Scuba is the data management system Meta uses for most real-time analysis. Scuba is a fast, scalable, distributed, in-memory database built at Meta, and supports logging from the public internet through Graph API. The open source Dynolog supports a Graph API based Scuba Logger with user specified access token and certificate.
Scuba listens to Scribe, a distributed, buffered queueing system for data ingestion. To create a Scuba table, we first need to register a Scribe category that Scuba will listen to, the scribe category name will be following perfpipe_<scuba_table_name>.
Scuba will listen to the scribe category and dynamically generates the Scuba table schema based on the data schema it receives.

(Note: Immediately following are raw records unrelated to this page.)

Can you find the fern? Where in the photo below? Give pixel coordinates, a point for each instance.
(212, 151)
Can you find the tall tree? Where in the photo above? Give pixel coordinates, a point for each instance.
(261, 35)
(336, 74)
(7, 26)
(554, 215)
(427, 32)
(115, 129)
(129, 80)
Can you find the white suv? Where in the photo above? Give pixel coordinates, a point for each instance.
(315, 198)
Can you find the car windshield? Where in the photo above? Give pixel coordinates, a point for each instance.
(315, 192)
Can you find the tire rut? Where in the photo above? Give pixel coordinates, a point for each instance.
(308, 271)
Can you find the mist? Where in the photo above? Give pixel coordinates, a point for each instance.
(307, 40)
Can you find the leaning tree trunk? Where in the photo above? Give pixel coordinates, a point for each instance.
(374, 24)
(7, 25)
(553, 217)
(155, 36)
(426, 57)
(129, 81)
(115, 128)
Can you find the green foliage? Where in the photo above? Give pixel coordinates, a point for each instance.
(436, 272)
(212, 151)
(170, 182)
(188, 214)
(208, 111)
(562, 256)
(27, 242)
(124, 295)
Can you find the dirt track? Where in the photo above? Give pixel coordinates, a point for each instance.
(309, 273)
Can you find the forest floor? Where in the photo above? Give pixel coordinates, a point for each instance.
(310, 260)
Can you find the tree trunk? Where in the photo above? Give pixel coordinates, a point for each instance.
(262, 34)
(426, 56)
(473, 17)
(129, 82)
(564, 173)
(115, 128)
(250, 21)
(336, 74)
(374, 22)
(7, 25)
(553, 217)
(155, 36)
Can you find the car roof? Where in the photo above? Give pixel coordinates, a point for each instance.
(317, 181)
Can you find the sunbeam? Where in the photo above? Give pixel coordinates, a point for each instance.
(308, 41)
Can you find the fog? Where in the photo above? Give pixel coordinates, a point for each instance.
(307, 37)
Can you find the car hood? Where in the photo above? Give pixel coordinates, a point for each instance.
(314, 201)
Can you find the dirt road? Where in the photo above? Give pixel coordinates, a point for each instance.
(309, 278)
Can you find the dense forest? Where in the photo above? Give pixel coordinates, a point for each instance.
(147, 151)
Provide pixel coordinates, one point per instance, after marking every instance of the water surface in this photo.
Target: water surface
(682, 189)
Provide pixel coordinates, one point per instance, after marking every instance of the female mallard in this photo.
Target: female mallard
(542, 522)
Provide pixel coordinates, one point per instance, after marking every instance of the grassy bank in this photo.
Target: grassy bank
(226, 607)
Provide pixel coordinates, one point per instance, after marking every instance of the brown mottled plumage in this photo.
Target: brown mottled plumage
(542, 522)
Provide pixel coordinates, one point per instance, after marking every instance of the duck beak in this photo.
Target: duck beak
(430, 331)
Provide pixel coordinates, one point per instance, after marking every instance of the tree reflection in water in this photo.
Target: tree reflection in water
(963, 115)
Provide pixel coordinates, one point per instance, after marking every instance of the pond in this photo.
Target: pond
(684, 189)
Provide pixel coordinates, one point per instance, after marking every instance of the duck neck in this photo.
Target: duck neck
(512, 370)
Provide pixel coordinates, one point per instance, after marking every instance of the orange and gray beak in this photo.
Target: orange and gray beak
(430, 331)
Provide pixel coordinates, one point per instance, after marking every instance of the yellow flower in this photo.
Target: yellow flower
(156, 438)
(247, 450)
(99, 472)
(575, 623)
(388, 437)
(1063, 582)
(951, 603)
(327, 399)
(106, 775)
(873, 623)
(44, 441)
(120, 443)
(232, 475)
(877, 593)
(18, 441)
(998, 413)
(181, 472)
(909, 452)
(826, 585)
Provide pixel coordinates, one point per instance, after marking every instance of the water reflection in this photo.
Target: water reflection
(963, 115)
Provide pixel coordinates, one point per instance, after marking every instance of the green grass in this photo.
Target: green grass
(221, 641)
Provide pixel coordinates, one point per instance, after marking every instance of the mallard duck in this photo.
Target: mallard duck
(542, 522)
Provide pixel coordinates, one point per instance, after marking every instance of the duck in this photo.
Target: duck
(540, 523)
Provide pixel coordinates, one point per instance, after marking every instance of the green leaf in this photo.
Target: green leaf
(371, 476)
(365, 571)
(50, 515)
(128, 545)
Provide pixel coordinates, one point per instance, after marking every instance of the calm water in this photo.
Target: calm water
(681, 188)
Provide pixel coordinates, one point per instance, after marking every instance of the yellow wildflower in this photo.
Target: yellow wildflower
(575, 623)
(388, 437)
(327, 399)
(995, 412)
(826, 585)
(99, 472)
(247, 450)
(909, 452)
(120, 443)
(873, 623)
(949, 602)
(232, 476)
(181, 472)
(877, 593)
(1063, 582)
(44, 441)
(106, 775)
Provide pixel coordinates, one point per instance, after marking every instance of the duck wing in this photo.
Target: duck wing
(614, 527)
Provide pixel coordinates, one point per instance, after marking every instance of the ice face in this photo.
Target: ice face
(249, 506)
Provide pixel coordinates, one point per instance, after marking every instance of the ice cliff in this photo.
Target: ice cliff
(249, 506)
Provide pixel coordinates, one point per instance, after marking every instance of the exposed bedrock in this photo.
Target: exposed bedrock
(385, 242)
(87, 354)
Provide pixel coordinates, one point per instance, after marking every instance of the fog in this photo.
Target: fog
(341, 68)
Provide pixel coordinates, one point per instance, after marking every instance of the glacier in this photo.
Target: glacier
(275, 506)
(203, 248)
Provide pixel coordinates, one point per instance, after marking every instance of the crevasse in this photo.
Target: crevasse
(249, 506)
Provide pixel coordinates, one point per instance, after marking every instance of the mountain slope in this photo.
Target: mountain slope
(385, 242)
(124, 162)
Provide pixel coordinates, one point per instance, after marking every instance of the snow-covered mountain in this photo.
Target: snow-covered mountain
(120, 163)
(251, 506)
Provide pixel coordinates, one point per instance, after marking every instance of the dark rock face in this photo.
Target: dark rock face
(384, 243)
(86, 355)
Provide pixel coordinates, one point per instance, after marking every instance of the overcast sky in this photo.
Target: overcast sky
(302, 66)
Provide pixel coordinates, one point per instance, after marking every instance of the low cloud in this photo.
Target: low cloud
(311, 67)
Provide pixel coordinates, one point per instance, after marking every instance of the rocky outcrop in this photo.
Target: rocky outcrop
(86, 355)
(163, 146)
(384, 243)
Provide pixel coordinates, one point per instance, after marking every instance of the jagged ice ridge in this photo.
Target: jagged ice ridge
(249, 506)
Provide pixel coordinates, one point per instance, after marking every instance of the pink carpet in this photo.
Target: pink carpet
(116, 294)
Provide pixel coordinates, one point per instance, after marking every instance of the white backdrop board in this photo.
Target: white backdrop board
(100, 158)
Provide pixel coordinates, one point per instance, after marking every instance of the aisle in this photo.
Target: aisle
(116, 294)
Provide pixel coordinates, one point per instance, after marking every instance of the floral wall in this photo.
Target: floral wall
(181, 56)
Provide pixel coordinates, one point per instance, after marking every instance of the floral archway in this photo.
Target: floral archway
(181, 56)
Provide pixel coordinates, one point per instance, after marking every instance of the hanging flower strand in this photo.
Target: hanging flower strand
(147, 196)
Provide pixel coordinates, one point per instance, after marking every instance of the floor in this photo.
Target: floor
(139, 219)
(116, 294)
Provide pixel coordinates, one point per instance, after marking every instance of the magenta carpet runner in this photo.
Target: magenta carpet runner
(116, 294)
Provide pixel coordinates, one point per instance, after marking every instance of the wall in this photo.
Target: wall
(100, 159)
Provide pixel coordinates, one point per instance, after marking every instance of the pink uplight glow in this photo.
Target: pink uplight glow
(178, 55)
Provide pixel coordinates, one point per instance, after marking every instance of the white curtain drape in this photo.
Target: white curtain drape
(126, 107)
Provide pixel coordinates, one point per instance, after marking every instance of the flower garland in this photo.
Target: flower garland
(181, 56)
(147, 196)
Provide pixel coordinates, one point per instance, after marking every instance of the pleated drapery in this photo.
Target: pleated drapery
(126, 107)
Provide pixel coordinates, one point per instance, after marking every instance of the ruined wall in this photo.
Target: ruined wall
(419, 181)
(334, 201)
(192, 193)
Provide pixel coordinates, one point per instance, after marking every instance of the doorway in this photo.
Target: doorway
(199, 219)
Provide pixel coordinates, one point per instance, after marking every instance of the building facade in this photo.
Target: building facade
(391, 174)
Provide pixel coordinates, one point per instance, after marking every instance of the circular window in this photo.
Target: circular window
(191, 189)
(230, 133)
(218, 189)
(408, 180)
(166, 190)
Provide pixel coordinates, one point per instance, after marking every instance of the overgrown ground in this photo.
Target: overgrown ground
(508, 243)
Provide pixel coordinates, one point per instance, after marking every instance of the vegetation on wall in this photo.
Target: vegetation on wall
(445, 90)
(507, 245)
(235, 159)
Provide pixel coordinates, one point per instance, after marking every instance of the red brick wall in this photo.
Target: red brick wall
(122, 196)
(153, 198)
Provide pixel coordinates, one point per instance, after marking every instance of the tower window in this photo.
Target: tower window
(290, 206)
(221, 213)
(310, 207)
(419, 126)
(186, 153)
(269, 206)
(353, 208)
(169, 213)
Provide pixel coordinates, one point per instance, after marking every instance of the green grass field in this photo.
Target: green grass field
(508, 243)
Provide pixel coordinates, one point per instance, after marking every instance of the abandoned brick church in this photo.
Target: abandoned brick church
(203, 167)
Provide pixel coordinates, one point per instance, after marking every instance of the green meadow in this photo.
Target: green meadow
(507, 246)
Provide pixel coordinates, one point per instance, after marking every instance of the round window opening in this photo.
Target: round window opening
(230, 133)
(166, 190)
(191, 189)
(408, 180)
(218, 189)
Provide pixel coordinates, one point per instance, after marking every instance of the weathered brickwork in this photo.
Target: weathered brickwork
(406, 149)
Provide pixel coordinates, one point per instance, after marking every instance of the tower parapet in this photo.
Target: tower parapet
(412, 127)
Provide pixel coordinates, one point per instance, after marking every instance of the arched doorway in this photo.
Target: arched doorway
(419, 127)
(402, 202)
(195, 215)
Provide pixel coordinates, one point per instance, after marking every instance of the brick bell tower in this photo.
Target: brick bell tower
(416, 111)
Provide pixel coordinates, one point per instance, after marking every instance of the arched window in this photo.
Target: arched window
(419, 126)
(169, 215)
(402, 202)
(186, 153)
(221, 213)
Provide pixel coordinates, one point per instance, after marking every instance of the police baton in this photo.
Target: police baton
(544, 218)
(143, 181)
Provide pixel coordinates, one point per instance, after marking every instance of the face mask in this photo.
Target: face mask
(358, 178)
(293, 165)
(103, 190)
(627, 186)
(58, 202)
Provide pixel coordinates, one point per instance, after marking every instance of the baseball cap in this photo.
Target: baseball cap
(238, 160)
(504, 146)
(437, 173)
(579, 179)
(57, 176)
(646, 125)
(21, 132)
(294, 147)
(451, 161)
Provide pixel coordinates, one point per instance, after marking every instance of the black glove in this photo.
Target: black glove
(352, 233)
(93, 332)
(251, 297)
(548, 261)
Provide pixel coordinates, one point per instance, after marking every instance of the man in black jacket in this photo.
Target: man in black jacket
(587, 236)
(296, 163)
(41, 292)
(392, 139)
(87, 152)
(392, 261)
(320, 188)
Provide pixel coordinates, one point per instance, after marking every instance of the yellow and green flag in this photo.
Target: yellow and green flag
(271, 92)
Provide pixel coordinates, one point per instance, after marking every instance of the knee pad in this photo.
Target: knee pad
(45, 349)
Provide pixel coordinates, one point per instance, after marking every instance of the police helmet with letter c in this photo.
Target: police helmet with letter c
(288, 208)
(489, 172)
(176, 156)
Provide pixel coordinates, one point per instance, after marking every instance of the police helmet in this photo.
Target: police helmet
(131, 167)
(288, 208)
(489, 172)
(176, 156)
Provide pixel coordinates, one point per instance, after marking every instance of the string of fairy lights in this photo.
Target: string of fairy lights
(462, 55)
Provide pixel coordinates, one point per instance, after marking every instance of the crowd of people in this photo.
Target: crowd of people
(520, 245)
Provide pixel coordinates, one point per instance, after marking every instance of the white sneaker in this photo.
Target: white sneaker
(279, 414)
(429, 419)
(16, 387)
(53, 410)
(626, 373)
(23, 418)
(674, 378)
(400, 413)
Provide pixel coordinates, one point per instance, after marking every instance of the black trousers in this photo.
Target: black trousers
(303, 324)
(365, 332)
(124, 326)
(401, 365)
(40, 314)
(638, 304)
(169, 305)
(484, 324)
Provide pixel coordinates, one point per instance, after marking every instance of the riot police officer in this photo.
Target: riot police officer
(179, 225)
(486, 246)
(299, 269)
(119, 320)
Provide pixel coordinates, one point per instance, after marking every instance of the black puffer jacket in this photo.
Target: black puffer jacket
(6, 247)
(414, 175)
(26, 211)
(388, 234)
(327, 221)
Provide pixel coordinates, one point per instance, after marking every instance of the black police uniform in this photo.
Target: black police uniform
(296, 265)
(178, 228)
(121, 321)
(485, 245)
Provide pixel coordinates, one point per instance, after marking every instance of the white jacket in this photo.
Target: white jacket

To enable Scuba logging, users will need to obtain an access token and category id, create a scribe category, and passes these through the required gflags, set the --use_scuba flag to true, and pass in the scribe category name with --scribe_category flag.
--use_scuba
(default=false): enable Scuba logging.--access_token
(required): the access token string to validate the Graph API access.--category_id
(required): the category id the Scuba logger belongs to, used for admission control and identifying data owners.--certificate_path
(default=/etc/ssl/certs/ca-certificates.crt): path to the SSL certificate on the host that the Scuba logger runs on.--scribe_category
(required): the scribe category name that sends data and generates the Scuba table.